We've Moved!
Visit SDSU’s new digital collections website at https://digitalcollections.sdsu.edu
Description
Pop cultural texts have long included social and political commentary and thus make significant sites for rhetorical analysis. Luke Winslow argues that pop cultural artifacts are “sites of struggle that determine who has power and who does not. And it is for this reason that we need to be aware of the power in popular culture” (89). Beyoncé’s “Formation” music video is one such artifact that focuses on social and political struggle and oppression—it comments on the violence against Black lives in the United States and seeks to empower Black men and women in the context of the Black Lives Matter movement. While much has been written about Beyoncé and her activism in the past, there is very little scholarly material that examines her recent work with the Black Lives Matter movement. Beyoncé’s “Formation” music video is an example of a social artifact composed by a rhetor participating in a larger political movement hoping to encourage collective action and direct social and institutional change. In her video, Beyoncé speaks to a large audience comprised of all Black Americans, regardless of sex, gender, and sexuality, interested in promoting change in the social and political treatment of Black people in the United States. This project examines this music video and analyzes the ways in which Beyoncé uses images of Black history and the current Black experience in the United States to hail the audience she seeks to attract and mobilize.

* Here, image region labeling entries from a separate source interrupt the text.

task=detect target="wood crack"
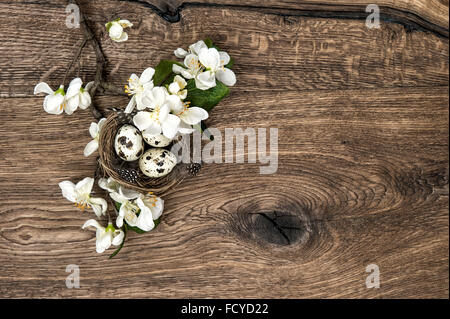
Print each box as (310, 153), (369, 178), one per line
(119, 0), (449, 39)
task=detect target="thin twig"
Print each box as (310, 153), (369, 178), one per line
(62, 39), (88, 85)
(100, 81), (128, 96)
(69, 0), (106, 120)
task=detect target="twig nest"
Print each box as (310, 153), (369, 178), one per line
(114, 124), (144, 162)
(139, 148), (177, 177)
(142, 131), (172, 147)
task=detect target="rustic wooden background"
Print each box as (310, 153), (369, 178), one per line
(0, 0), (449, 298)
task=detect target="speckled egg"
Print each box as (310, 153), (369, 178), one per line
(139, 148), (177, 177)
(114, 124), (144, 162)
(142, 131), (172, 147)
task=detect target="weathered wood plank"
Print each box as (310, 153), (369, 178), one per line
(0, 0), (449, 298)
(0, 88), (448, 297)
(128, 0), (449, 37)
(0, 1), (448, 97)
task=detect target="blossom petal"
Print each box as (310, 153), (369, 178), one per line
(75, 177), (94, 194)
(151, 86), (167, 107)
(111, 32), (128, 42)
(198, 48), (220, 71)
(84, 81), (95, 91)
(119, 186), (140, 199)
(112, 229), (125, 246)
(219, 51), (230, 66)
(169, 82), (180, 94)
(79, 91), (92, 110)
(173, 48), (188, 59)
(89, 122), (98, 138)
(180, 106), (208, 125)
(118, 19), (133, 28)
(133, 111), (153, 131)
(98, 117), (106, 134)
(152, 197), (164, 220)
(139, 68), (155, 84)
(66, 78), (83, 99)
(173, 75), (187, 90)
(216, 68), (236, 86)
(34, 82), (53, 94)
(83, 140), (98, 157)
(172, 64), (194, 79)
(195, 71), (216, 90)
(64, 95), (80, 115)
(184, 54), (198, 70)
(161, 114), (180, 139)
(189, 40), (208, 55)
(58, 181), (77, 203)
(88, 197), (108, 217)
(125, 95), (136, 113)
(44, 94), (64, 114)
(81, 219), (105, 229)
(178, 121), (195, 134)
(136, 198), (155, 231)
(109, 192), (128, 204)
(116, 216), (123, 227)
(95, 229), (112, 254)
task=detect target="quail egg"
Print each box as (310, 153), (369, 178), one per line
(142, 131), (172, 147)
(139, 148), (177, 177)
(114, 124), (144, 162)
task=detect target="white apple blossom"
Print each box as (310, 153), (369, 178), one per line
(136, 194), (164, 231)
(133, 86), (182, 139)
(125, 68), (155, 113)
(169, 75), (187, 100)
(195, 48), (236, 90)
(59, 177), (108, 217)
(84, 118), (106, 157)
(109, 192), (164, 231)
(109, 188), (139, 227)
(82, 219), (125, 254)
(105, 18), (133, 42)
(34, 82), (66, 114)
(172, 102), (208, 129)
(66, 78), (94, 114)
(172, 53), (204, 80)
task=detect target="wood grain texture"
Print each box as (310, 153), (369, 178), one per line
(0, 0), (449, 298)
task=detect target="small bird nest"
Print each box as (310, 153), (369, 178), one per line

My analysis shows that the imagery in Beyoncé’s video accomplishes two constitutive tasks: first, it creates a cohesive Black identity based on the common culture and shared practices and experiences of the Black community; then, it builds a historical and transhistorical narrative that recounts major events and time periods in Black American history. These two processes work together to hail, or call into being, Beyoncé’s target audience, calling them into existence so that they can next be persuaded to act collectively.